What triggered the violence
• As per reports, protesters in Golaghat district of Assam were demanding release of two students suspected to have been abducted by Naga insurgents.
• On August 12, miscreants from Nagaland fired on agitators. Since then, the two sides have been at loggerheads.
• As per NDTV reports, a Central Government note says the Assam-Nagaland violence began as a land dispute between two men.
• The report says that an Assamese adivasi or tribal named Salamon Sama entered into agreement to cultivate a plot of land in the disputed area belt (DAB) along the border of the two states.
• He was to share the produce with the Nagaland man (Lotha) who allegedly owned the land.
• Later, Lotha attempted to construct a hut on the land and Sama complained about the same to the local authorities.
• Authorities decided that neither Lotha would build his hut, nor Sama would use the land. But Sama, continued to cultivate the land.
• The matter was almost sorted when two tribal boys went missing and Lotha was being held responsible for the same and the Adivasi National Liberation Army which is an insurgent group forced Lotha and some other people to go away from Golaghat.
• Later it was revealed that Naga insurgents shot dead one Advasi and injured two others on August 12.
• The All Advasi Students Association of Assam (AASAA) blocked the crucial National Highway 39 connecting Nagaland to Assam and shut down Golaghat.
• Since then, both sides are attacking each other, torching houses in villages.
• On August 12 and 13, Naga miscreants, aided by NSCN (IM) cadres, raided several border villages in Assam, killing 14 villagers and setting hundreds of houses on fire.
• The tension was further aggravated when the Assamese group refused to allow a Nagaland government official to pass through NH-39 on the Independence Day.
The history of Disturbed Area Belt
• The border dispute over the disputed Assam-Nagaland border belt, called the Disturbed Area Belt (DAB), between the two states is awaiting a solution from the Supreme Court after Assam filed a petition in 1988, seeking a settlement.
• The Assam government wants no change in the current border demarcation.
• But, Nagaland refuses to accept the same and instead wants to follow the historical boundary which was demarcated before the colonial rule.
• Since 1979, the disputed Assam-Nagaland border belt has been under the Union home ministry. To maintain the status quo central paramilitary forces patrol the area. The area at present is being guarded by the CRPF.
• Since 1979, the Centre has brought the Disputed Area Border under its control and posted Assam Rifles as a neutral force to maintain law and order on the border.
The blame game over violence
• After the controversy erupted it seems that the Centre and the state government have locked horns over the same and are trying to blame each other.
• Assam Chief Minister Tarun Gogoi said, "The people of Assam have voted overwhelmingly for Modi in the election and now the people have to question him why they have been left in the lurch."

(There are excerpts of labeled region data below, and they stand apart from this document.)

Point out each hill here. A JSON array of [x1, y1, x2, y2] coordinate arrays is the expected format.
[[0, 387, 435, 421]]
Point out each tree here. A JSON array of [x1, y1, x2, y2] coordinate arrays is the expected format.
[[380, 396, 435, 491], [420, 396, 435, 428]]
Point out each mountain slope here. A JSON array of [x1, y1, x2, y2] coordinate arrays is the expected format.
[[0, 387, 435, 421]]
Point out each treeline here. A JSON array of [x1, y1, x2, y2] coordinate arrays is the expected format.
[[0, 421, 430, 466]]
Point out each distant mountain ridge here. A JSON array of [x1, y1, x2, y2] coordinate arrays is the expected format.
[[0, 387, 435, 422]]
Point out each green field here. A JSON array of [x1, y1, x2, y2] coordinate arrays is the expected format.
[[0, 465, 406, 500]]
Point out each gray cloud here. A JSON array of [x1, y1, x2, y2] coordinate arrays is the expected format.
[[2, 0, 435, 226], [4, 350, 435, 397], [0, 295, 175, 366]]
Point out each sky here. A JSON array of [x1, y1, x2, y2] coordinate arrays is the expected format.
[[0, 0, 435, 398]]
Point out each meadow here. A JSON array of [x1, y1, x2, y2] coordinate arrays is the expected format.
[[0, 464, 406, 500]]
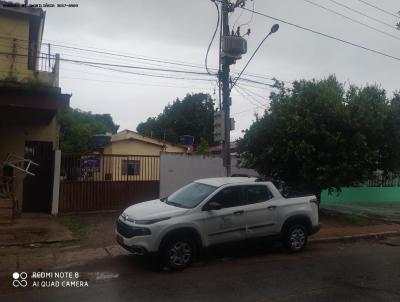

• "The border area is under the control of the central government. I don't have any control there. If I am given control, I can solve the problem," the CM said.
The current situation
• Minister of State for Home - Kiren Rijiju is scheduled to meet Assam CM Tarun Gogoi and Nagaland CM TR Zeliang to find a solution to the unabated violence.
• "We are monitoring the situation. I will be meeting both the CMs today. Central forces are working under the administrative control of the state. We should not indulge in blame game and should coordinate and try to solve this issue as soon as possible", said Rijiju.
• The Army conducted its first flag march in the region this morning.
• The curfew is limited to the Golaghat police station area.